在某些实施例中,根据本发明所述的药物制剂作为蛋白质浓度为至少50mg/mL、60mg/mL、70mg/mL、80mg/mL、90mg/mL、100mg/mL、110mg/mL、120mg/mL、130mg/mL、140mg/mL、150mg/mL、160mg/mL、170mg/mL、180mg/mL、190mg/mL或200mg/mL的液体组合物经皮下、肌内、透皮、眼部(诸如结膜下、前房内、玻璃体内、视网膜下或脉络膜上腔)向受试者施用,施用至脑部(诸如腰椎内、鞘内或脑室内)或经关节内施用。作为单一剂量施用的药物制剂的体积可以在0.1mL至10mL、0.1mL至9mL、0.1mL至8mL、0.1mL至7mL、0.1mL至6mL、0.1mL至5mL、0.1mL至4mL、0.1mL至3mL、0.1mL至2mL、0.1mL至1mL、1mL至3mL或1mL至2mL的范围内。
如本文所用的术语“受试者”或“患者”是指根据本发明所述的药物制剂可以向其递送或施用的任何动物。例如,受试者可以是人、犬、猫、牛、猪、马、老鼠、大鼠、沙鼠、仓鼠等。在本发明的许多实施例中,受试者是人。
如本文所用,术语“治疗(treatment)”(也称为“治疗(treat)”或“治疗(treating)”)是指部分或完全减轻、改善、缓解、抑制、延迟发作、降低严重程度和/或降低特定疾病、病症和/或病状的一个或多个症状或特征的生物活性剂的任何施用。此类治疗可以针对未表现出相关疾病、病症和/或病状的迹象的受试者和/或仅表现出疾病、病症和/或病状的早期迹象的受试者。替代性地或另外地,此类治疗可以针对表现出相关疾病、病症和/或病状的一种或多种确定的迹象的受试者。

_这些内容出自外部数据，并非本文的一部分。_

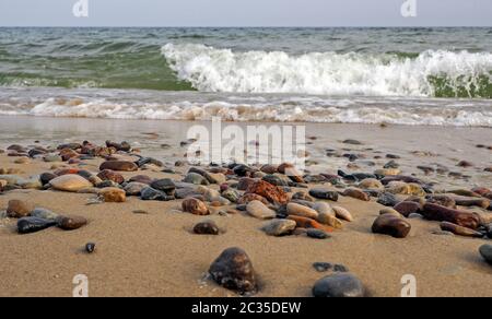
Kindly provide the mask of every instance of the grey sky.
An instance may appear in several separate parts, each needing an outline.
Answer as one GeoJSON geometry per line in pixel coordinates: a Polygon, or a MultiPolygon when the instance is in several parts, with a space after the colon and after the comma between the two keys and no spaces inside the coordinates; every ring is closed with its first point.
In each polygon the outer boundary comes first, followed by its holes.
{"type": "Polygon", "coordinates": [[[492,26],[492,0],[0,0],[0,26],[492,26]]]}

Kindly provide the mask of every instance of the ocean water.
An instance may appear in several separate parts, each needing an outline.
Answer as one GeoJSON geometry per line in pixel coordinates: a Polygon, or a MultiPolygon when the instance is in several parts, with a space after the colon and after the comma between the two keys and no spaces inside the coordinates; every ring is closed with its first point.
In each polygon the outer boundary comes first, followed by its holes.
{"type": "Polygon", "coordinates": [[[0,28],[0,115],[492,127],[489,28],[0,28]]]}

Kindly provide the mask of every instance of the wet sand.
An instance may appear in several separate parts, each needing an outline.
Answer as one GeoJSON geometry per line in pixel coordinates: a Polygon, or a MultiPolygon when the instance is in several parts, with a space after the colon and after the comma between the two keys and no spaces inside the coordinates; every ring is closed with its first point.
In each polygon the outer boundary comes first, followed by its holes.
{"type": "MultiPolygon", "coordinates": [[[[90,140],[127,140],[142,154],[163,160],[168,166],[183,160],[185,149],[179,141],[195,122],[112,121],[98,119],[49,119],[1,117],[0,149],[12,143],[57,145],[61,142],[90,140]],[[148,133],[154,133],[149,135],[148,133]],[[157,135],[157,137],[155,137],[157,135]],[[145,138],[147,137],[147,138],[145,138]],[[153,138],[149,138],[153,137],[153,138]],[[171,149],[160,145],[167,143],[171,149]]],[[[490,129],[387,127],[359,125],[308,125],[307,135],[317,137],[307,146],[311,158],[318,165],[312,172],[336,173],[347,168],[349,161],[327,157],[326,149],[365,154],[376,166],[352,172],[373,172],[398,154],[405,174],[415,174],[440,187],[491,187],[492,151],[477,144],[491,143],[490,129]],[[340,143],[356,139],[363,145],[340,143]],[[345,150],[343,150],[345,149],[345,150]],[[350,149],[350,150],[349,150],[350,149]],[[371,149],[371,150],[370,150],[371,149]],[[432,154],[415,155],[424,151],[432,154]],[[383,158],[374,157],[378,156],[383,158]],[[470,161],[470,168],[456,167],[459,161],[470,161]],[[415,167],[438,163],[469,177],[424,176],[415,167]]],[[[14,164],[15,157],[0,155],[0,168],[16,167],[21,176],[48,172],[51,164],[31,161],[14,164]]],[[[101,160],[84,161],[84,169],[97,172],[101,160]]],[[[358,161],[355,161],[358,163],[358,161]]],[[[177,167],[186,174],[187,167],[177,167]]],[[[179,179],[181,175],[156,172],[126,173],[125,177],[145,174],[151,177],[179,179]]],[[[0,196],[0,210],[11,199],[21,199],[57,213],[70,213],[89,218],[90,224],[74,232],[49,228],[31,235],[17,235],[15,221],[0,220],[0,296],[71,296],[77,274],[89,277],[91,296],[235,296],[234,293],[204,279],[212,261],[229,247],[241,247],[250,257],[261,281],[257,296],[311,296],[314,283],[326,275],[317,272],[314,262],[340,263],[349,268],[366,286],[372,296],[399,296],[406,274],[417,277],[419,296],[490,296],[492,268],[478,248],[490,244],[485,239],[432,234],[436,222],[409,220],[410,236],[396,239],[371,232],[383,208],[374,199],[362,202],[342,197],[339,204],[354,216],[344,223],[332,238],[315,240],[305,236],[269,237],[259,228],[263,222],[243,213],[221,216],[212,214],[221,228],[220,236],[200,236],[192,226],[203,217],[179,211],[180,201],[145,202],[130,197],[125,203],[89,204],[93,194],[67,193],[51,190],[14,190],[0,196]],[[144,210],[149,214],[134,214],[144,210]],[[96,252],[83,252],[86,243],[97,244],[96,252]]],[[[214,209],[215,212],[221,209],[214,209]]],[[[473,209],[479,210],[479,209],[473,209]]],[[[491,214],[482,211],[483,214],[491,214]]]]}

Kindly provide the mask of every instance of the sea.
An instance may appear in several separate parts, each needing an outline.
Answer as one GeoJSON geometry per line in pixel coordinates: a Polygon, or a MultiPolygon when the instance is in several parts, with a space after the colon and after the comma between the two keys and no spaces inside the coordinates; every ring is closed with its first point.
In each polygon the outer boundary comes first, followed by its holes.
{"type": "Polygon", "coordinates": [[[492,27],[1,27],[0,115],[490,128],[492,27]]]}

虽然本发明的方面在附图、表格和前述描述中得到详细说明和描述,但此类附图、表格和描述应被视为说明性的或示例性的而不是限制性的。另外,权利要求中的附图标记不应被解释为限制范围。
还应当理解,普通技术人员可以在权利要求的范围和精神内做出改变和修改。特别是,本发明涵盖具有来自上文所述的不同实施例的特征的任何组合的进一步实施例。在此上下文中还应当注意,本发明涵盖在附图中单独示出的所有进一步特征,尽管它们可能没有在前面或下面的描述中予以描述。此外,附图和描述中描述的实施例的单一替代方案及其特征的单一替代方案可以根据本发明的方面从主题中排除。
每当在权利要求中使用“包含”一词时,不应将其解释为排除其他要素或步骤。还应当理解,与属性或值结合使用的术语“基本上”、“大体上”、“约”、“大约”等可以在本公开的上下文中以精确的方式限定属性或值。因此,在提及相应的属性或值时,也可以省略术语“基本上”、“大体上”、“约”、“大约”等。术语“基本上”、“大体上”、“约”、“大约”与值一起使用时可意指该值±10%,优选±5%。
本文引用了许多文档,包括专利申请书、制造商手册和科学出版物。所述文件的公开内容,被认为与本发明的专利性无关,而是以全文引用的方式并入本文。更具体而言,所有参考文件的引用程度如同将每个单独的文件具体且单独地以引用方式并入本文。
附图简要说明
图1:在组氨酸缓冲液(20mM,pH 5.0)中以1:1摩尔-电荷比混合VEGF-Ang2和硫酸葡聚糖溶液后获得的RPC悬浮液的外观。
图2:络合前(裸蛋白质)以及络合(RPC)和解离后的蛋白质解链温度。
图3:DSC热图,示出a.络合形式的VA2的解链温度(Tm=144.2℃),和b.RPC制剂中存在的葡聚糖硫酸钠盐的解链温度(Tm=171.9℃)。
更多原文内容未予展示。